Tentava me mexer na cama sem muito alarde, como se estivesse mudando de posição. Secretamente, desejava que os solavancos do colchão te acordassem e você percebesse que eu estava ao lado, te esperando. Ou então, sem querer, colocasse o braço por cima de mim – mesmo que não fosse necessariamente desejado. Teve uma noite em que você virou de bruços e meu braço ficou prensado junto ao teu, embaixo da sua barriga. E fiquei ali te sentindo até meu braço formigar, faltar sangue e perder a sensibilidade. 
Não sei muito como as coisas se deram depois disso, depois das atenções aos teus sonos e um pouco antes de tomarmos rumos diferentes.

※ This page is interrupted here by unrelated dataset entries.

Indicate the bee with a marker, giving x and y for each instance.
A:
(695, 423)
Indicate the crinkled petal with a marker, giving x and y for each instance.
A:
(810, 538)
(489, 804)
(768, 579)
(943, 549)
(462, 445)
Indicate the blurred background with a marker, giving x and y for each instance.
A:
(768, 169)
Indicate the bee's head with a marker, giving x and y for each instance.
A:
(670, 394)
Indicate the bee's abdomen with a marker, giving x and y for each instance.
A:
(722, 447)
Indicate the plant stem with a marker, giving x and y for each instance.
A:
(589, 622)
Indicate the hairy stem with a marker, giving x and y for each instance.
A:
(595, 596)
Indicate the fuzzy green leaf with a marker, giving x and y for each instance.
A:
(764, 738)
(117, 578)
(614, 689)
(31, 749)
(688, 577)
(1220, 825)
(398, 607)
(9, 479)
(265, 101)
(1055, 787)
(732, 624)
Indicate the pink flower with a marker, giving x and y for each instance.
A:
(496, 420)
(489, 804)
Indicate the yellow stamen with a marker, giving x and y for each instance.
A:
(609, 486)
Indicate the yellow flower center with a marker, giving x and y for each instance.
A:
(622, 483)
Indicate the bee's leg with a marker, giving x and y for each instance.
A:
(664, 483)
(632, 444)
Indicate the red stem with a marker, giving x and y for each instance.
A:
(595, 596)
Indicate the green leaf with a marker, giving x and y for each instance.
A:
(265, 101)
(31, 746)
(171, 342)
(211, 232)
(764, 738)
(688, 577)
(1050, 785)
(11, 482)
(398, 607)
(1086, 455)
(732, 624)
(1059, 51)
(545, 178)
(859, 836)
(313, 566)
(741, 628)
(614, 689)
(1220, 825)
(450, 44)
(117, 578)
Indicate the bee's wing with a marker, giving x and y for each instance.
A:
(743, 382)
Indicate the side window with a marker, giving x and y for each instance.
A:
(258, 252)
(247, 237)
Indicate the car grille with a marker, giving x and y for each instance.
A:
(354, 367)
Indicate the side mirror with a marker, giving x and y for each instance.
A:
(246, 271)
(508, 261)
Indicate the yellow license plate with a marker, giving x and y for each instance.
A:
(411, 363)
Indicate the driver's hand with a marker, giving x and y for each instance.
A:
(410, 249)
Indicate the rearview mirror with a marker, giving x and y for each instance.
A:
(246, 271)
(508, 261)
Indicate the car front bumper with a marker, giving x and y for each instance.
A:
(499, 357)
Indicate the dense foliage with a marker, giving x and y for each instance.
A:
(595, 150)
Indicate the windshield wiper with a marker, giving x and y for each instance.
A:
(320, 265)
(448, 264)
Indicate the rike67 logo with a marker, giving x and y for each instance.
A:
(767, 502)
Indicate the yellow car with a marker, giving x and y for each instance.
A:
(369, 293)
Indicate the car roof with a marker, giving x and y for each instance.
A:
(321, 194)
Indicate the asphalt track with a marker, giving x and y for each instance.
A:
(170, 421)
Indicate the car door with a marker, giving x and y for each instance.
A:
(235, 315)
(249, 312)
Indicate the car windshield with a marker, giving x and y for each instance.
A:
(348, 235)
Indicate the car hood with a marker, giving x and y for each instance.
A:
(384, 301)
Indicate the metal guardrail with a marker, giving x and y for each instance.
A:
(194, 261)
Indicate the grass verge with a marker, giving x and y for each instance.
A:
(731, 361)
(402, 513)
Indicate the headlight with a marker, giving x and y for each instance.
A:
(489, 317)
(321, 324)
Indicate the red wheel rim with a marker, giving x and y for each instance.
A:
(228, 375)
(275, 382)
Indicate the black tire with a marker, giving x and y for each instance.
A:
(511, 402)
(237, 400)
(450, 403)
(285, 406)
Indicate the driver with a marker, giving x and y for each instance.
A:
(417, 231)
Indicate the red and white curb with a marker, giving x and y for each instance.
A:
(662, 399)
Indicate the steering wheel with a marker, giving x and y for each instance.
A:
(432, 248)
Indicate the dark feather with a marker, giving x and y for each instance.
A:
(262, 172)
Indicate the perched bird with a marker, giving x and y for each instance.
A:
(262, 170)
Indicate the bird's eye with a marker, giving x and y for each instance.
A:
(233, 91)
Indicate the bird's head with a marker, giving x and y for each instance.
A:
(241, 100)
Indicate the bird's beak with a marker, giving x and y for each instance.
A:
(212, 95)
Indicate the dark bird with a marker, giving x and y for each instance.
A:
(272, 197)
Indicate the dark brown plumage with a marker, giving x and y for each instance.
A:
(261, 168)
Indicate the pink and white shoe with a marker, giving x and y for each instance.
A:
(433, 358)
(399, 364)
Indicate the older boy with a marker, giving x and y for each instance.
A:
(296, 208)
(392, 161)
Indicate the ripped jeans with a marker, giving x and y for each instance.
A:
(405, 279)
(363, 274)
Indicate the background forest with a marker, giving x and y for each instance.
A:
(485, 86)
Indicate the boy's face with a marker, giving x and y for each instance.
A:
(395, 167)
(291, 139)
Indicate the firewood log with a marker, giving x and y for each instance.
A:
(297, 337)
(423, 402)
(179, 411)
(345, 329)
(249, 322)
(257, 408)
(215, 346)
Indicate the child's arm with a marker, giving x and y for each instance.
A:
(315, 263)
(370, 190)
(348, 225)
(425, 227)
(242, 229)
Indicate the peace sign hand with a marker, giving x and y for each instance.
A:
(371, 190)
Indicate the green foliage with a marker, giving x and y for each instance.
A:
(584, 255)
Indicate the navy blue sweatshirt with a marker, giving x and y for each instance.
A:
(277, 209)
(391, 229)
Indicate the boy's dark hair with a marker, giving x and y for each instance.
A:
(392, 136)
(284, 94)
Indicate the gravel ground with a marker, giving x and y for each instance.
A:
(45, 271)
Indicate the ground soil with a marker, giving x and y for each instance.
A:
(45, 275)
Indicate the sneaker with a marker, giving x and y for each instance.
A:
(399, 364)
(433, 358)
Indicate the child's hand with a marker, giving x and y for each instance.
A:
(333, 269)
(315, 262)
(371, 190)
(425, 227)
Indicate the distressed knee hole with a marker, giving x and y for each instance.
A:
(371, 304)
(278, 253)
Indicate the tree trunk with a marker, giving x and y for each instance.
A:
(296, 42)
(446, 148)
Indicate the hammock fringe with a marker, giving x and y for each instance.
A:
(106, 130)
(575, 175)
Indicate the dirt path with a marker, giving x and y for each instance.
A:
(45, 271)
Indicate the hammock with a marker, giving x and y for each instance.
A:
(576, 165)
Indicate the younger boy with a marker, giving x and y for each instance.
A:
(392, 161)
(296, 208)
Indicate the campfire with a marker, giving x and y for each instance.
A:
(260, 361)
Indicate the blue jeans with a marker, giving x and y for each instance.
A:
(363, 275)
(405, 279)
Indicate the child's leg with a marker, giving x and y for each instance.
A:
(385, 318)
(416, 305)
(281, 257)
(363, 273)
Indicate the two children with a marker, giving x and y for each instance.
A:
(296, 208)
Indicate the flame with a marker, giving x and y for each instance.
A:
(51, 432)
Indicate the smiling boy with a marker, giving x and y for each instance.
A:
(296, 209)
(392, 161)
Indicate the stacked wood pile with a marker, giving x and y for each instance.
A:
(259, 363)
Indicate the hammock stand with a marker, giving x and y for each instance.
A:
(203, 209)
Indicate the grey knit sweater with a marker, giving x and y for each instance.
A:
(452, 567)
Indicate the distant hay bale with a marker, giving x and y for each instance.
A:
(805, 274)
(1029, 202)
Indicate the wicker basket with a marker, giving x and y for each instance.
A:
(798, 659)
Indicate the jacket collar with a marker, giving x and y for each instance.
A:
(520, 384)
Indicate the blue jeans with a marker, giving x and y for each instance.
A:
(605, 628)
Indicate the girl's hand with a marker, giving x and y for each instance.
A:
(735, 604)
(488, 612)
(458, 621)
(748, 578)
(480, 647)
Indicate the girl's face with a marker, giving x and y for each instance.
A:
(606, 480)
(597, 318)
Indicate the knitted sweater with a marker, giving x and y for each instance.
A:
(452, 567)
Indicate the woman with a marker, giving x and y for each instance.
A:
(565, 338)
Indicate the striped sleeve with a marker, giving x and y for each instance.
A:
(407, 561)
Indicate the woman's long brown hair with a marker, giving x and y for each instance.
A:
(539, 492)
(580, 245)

Mas lembro que teve uma noite, uma visita à casa de amigos, lembro bem. Era um jantar informal, a mesa desmontável colocada na sala pra acomodar os dois casais. Horas comendo, enchendo copos, eles falando dos planos para a casa nova, eu falando dos nossos planos. Com tudo terminado, as mulheres levantaram pra tirar da mesa e depois sentamos nos sofás, um casal em cada. Enquanto eu contava sobre a proximidade das nossas férias, você passou o braço pela minha cintura, encostando a cabeça no meu ombro. Não lembro como, nem das palavras certas, mas tive que me concentrar para terminar as frases certas, pra não me perder. Aquilo, aquele afago dado na frente dos outros, era um algo pelo qual eu passava noites acordada esperando. Maravilhada, sorrindo por dentro, respirei entre as palavras e sem querer troquei o nome dos destinos. O teu abraço, o gesto tão querido, me fez transpor terras, colocar uma cidade uruguaia no Chile ou qualquer outro lugar, não lembro.
Mais tarde, com as despedidas todas, eles nos levaram até a portaria do prédio. Desejamos boa sorte no cenário novo (novos ruídos), nos desejaram boa viagem. Ainda na rua, você levava o braço posado na minha cintura. Viramos aos amigos para dar um último aceno e, na volta, tua mão me ignorou, desceu ladeando o meu corpo, e entrou direto no bolso na tua jaqueta - e eu sabia que seria aquilo. Peguei no teu braço, teu pulso e perguntei “E agora, para onde vamos?”. Você disse que não sabia.